Giovedì, 23 Settembre 2021
Attualità

Green pass per lo sport, Francescangeli (Cus Ancona): «Mi aspetto mutazioni normative»

Il presidente del Cus Ancona, polo sportivo con diverse sezioni al suo interno, ha fatto il punto sull’attualità focalizzando la sua attenzione sul discorso Green pass in relazione all’attività giovanile che si appresta all’agognata ripartenza

Tempo di ripartenza per l’attività sportiva giovanile che, da qui alle prossime settimane, si troverà ad avere a che farà con la normativa Green pass. La certificazione, al netto di ulteriori modifiche, ottenibile con vaccino, tamponi nelle 48 ore precedenti o attestato di guarigione dal Covid, servirà per praticare sport negli spazi chiusi. David Francescangeli, presidente del Cus Ancona – polo sportivo con molteplici sezioni al suo interno, ha fatto il punto della situazione partendo subito dall’introduzione del Green pass:

«Lo giudico una fisiologica conseguenza dell'incertezza generale in cui viviamo da oltre un anno. Si arranca nella definizione di protocolli che vadano incontro a tutte le esigenze, ma sappiamo bene che ciò non è possibile e qualcuno paga dazio più degli altri. Ancora una volta, se queste saranno le condizioni, lo sport di base farà molta fatica a proseguire. Comunque ho la sensazione che da qui a metà settembre (data simbolica che rappresenta l'inizio delle varie attività non agonistiche) assisteremo a non poche mutazioni normative».

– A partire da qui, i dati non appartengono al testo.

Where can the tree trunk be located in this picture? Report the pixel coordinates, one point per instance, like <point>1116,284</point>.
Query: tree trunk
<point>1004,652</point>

Su quello che farà la sua società non ci sono dubbi: «Il CUS Ancona è abituato a rispettare le normative, per tanto prendiamo atto della situazione e procederemo nella direzione tracciata dal Governo. C'è ancora il silenzio assordante delle Federazioni, dalle quali mi aspetto quanto prima una esplicitazione di direttive attuative per lo sport di propria competenza, sia agonistico che non agonistico. Comprendo e rispetto la libertà di non vaccinarsi, però è chiaro che tra le righe si può leggere: "chi non si vaccina, può fare sport solo all'aperto". Lasciamo perdere il test ogni 48 ore perchè impercorribile per fare attività sportiva. Vorrebbe dire farsi un tampone ogni tre giorni».

E infine un pensiero, sull’importanza assoluta della ripartenza: «Sarebbe importantissimo per i milioni di giovani che si sono dovuti fermare per oltre un anno ed è vitale per la sopravvivenza selle Associazioni Sportive che vivono prevalentemente delle quote annue versate dai corsisti. Da questo punto di vista, l'obbligo del Green Pass, temo non aiuterà ne lo sport di base meglio detto non-agonistico e metterà in crisi l'agonistico nelle fasce 13-16 anni visto che già le prime avvisaglie giunte in materia sono per il non vaccinarsi ancora e quindi non avere i requisiti per praticare sport al chiuso».